To generate a read load, you need to write data first. Data is written by requests of 4096 bytes every 50 ms with no more than 1 in-flight request (interval load). If a request fails to complete within 50 ms, the actor will wait until it is complete and run another request in 50 ms. Data older than 10s is deleted. Data reads are performed by requests of 4096 bytes with 16 in-flight requests allowed (continuous load):

StorageLoad: {
    DurationSeconds: 60
    Tablets: {
        Tablets: { TabletId: 5000 Channel: 0 GroupId: 2181038080 Generation: 1 }
        WriteSizes: { Weight: 1.0 Min: 4096 Max: 4096}
        WriteIntervals: { Weight: 1.0 Uniform: { MinUs: 50000 MaxUs: 50000 } }
        MaxInFlightWriteRequests: 1

        ReadSizes: { Weight: 1.0 Min: 4096 Max: 4096 }
        ReadIntervals: { Weight: 1.0 Uniform: { MinUs: 0 MaxUs: 0 } }
        MaxInFlightReadRequests: 16
        FlushIntervals: { Weight: 1.0 Uniform: { MinUs: 10000000 MaxUs: 10000000 } }
        PutHandleClass: TabletLog
        GetHandleClass: FastRead
    }
}

When viewing test results, the following value should be of most interest to you:

  • ReadSpeed@ 100%: 100 percentile of read speed in MB/s, e.g., 60.86.

Read only

Before the start of the main load cycle the 1 GB data block of blobs with sizes between 1 MB and 5 MB is allocated.

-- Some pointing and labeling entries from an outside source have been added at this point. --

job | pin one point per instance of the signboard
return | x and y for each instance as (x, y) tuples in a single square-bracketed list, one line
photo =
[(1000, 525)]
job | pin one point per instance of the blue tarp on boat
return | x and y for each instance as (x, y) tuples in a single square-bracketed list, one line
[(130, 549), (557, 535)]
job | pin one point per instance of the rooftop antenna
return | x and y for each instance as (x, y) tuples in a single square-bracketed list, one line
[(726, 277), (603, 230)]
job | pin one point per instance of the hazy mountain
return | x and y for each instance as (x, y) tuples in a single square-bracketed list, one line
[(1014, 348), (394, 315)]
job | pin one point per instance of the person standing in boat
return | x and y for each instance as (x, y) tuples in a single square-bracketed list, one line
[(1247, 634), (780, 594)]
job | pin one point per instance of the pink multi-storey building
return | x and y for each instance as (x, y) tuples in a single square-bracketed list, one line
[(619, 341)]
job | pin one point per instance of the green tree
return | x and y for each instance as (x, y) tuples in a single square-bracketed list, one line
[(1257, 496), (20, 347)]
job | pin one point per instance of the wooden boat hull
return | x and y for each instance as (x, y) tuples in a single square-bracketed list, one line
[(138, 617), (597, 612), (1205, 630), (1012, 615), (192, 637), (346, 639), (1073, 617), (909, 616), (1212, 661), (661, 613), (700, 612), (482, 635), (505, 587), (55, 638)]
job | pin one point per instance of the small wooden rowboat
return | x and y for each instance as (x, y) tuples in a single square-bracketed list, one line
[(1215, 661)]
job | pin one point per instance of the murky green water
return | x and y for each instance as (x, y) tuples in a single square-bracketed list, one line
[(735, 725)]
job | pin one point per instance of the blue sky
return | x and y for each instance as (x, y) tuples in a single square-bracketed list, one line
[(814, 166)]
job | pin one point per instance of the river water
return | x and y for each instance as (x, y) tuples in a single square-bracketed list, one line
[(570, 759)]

To avoid overloading the system with write requests the number of simultaneously processed requests is limited by the value of 5. After completing the initial data allocation the main cycle is launched. It consists of read requests sent with increasing rate: from 10 to 50 requests per second, the rate will increase gradually for 300 seconds.

StorageLoad: {
    DurationSeconds: 300
    Tablets: {
        Tablets: { TabletId: 5000 Channel: 0 GroupId: 2181038080 Generation: 1 }

        MaxInFlightReadRequests: 10
        GetHandleClass: FastRead
        ReadHardRateDispatcher {
                RequestsPerSecondAtStart: 10
                RequestsPerSecondOnFinish: 50
        }

        InitialAllocation {
                TotalSize: 1000000000
                BlobSizes: { Weight: 1.0 Min: 1000000 Max: 5000000 }
                MaxWritesInFlight: 5
        }
    }
}

Calculated percentiles will only represent the requests of the main load cycle and won't include write requests sent during the initial data allocation. The graphs in Monitoring should be of interest, for example, they allow to trace the request latency degradation caused by the increasing load.